Ergodic Performance Analysis of Double Intelligent Reflecting Surfaces-Aided NOMA–UAV Systems with Hardware Impairment

Drones 2022, 6(12), 408; https://doi.org/10.3390/drones6120408
by Minh-Sang Van Nguyen 1, Dinh-Thuan Do 2, Van-Duc Phan 3,*, Wali Ullah Khan 4, Agbotiname Lucky Imoize 5,6 and Mostafa M. Fouda 7
Reviewer 1: Anonymous
Reviewer 2: Anonymous
Reviewer 3:
Drones 2022, 6(12), 408; https://doi.org/10.3390/drones6120408
Submission received: 14 November 2022 / Revised: 6 December 2022 / Accepted: 7 December 2022 / Published: 12 December 2022

Round 1

Reviewer 1 Report

In this manuscript, authors propose the design of intelligent reflecting surface-assisted Internet of Things by enabling non-orthogonal multiple access. The coverage of areas of interest is done by pair of UAV. The hypothesis is well mathematically backed and explained, authors team also provides proof of their calculations in appendixes. The hypothesis was also widely tested by simulations.

The manuscript is well organized, and its length is adequate.

The introduction provides sufficient background, and actual references appropriately cite it. Results are clearly presented, and conclusions are supported by the research.
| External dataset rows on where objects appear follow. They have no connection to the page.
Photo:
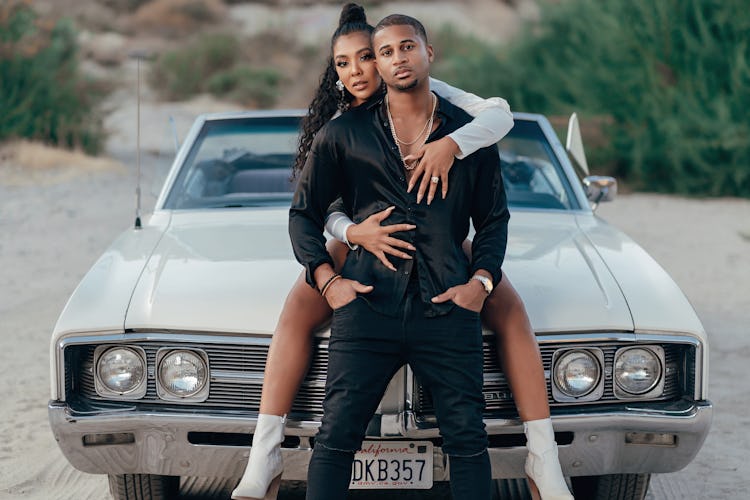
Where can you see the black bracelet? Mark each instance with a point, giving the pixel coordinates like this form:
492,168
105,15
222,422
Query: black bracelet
323,289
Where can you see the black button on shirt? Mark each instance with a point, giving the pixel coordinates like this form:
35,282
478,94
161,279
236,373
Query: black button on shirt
353,158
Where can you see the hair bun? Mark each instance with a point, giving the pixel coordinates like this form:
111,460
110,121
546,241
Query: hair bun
352,13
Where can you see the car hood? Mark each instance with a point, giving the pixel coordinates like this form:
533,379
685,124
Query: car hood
230,272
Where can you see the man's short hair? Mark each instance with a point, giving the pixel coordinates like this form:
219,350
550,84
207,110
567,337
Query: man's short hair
401,20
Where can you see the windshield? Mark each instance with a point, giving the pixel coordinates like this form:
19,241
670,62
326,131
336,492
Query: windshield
237,163
243,162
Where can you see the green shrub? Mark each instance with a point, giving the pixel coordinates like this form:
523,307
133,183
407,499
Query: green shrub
249,86
42,95
673,77
214,64
181,73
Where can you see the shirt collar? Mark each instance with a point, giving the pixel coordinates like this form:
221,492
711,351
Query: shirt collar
445,109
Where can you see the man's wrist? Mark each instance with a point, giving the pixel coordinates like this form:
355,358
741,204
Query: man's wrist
352,246
484,281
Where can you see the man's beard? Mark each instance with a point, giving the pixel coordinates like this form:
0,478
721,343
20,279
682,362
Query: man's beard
406,86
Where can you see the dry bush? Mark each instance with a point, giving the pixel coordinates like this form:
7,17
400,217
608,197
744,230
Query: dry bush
177,18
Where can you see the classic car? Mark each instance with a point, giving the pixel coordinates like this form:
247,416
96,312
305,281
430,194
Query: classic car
157,359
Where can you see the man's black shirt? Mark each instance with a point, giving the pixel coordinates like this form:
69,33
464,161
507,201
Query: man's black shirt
354,157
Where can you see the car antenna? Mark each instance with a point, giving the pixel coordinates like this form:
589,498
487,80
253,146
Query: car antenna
174,134
138,56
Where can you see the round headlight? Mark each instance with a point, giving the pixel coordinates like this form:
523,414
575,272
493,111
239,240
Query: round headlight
121,370
637,370
182,373
576,373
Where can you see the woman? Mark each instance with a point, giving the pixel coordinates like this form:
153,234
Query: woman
350,80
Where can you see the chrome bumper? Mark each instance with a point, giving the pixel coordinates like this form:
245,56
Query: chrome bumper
160,443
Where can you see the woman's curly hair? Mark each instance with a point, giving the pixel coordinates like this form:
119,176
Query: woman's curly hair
328,99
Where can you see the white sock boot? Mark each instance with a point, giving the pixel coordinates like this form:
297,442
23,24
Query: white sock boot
542,465
262,475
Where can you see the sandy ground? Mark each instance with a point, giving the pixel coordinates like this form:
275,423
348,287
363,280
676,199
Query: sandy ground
57,217
54,228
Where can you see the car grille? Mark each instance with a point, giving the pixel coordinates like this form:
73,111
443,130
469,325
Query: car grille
249,359
223,394
499,399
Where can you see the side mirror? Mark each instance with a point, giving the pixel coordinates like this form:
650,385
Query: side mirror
600,188
574,144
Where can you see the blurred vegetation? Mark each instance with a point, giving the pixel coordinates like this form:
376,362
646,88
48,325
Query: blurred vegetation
42,94
214,63
669,80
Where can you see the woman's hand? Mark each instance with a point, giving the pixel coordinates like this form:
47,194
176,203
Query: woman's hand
377,239
342,291
435,160
470,296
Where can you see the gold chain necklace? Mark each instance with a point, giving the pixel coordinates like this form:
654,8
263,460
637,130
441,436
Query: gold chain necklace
427,127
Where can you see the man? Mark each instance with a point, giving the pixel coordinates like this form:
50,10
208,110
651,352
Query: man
426,313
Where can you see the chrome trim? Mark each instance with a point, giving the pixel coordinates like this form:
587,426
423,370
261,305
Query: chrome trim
162,447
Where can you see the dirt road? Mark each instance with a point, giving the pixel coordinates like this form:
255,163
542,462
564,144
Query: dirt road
54,228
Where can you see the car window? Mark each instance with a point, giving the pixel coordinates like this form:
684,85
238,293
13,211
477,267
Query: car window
238,162
243,162
532,173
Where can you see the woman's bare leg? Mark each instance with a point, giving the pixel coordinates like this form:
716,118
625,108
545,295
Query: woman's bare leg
291,346
518,350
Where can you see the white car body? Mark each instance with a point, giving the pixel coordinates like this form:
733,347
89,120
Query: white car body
205,278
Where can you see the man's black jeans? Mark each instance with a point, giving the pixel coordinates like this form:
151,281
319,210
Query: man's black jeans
365,350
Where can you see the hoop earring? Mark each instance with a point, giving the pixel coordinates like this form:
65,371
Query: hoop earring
343,105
Because the authors did not use a template, I could not comment on its compliance.

 

Author Response

 In this manuscript, authors propose the design of intelligent reflecting surface-assisted Internet of Things by enabling non-orthogonal multiple access. The coverage of areas of interest is done by pair of UAV. The hypothesis is well mathematically backed and explained, authors team also provides proof of their calculations in appendixes. The hypothesis was also widely tested by simulations. 

 The manuscript is well organized, and its length is adequate. 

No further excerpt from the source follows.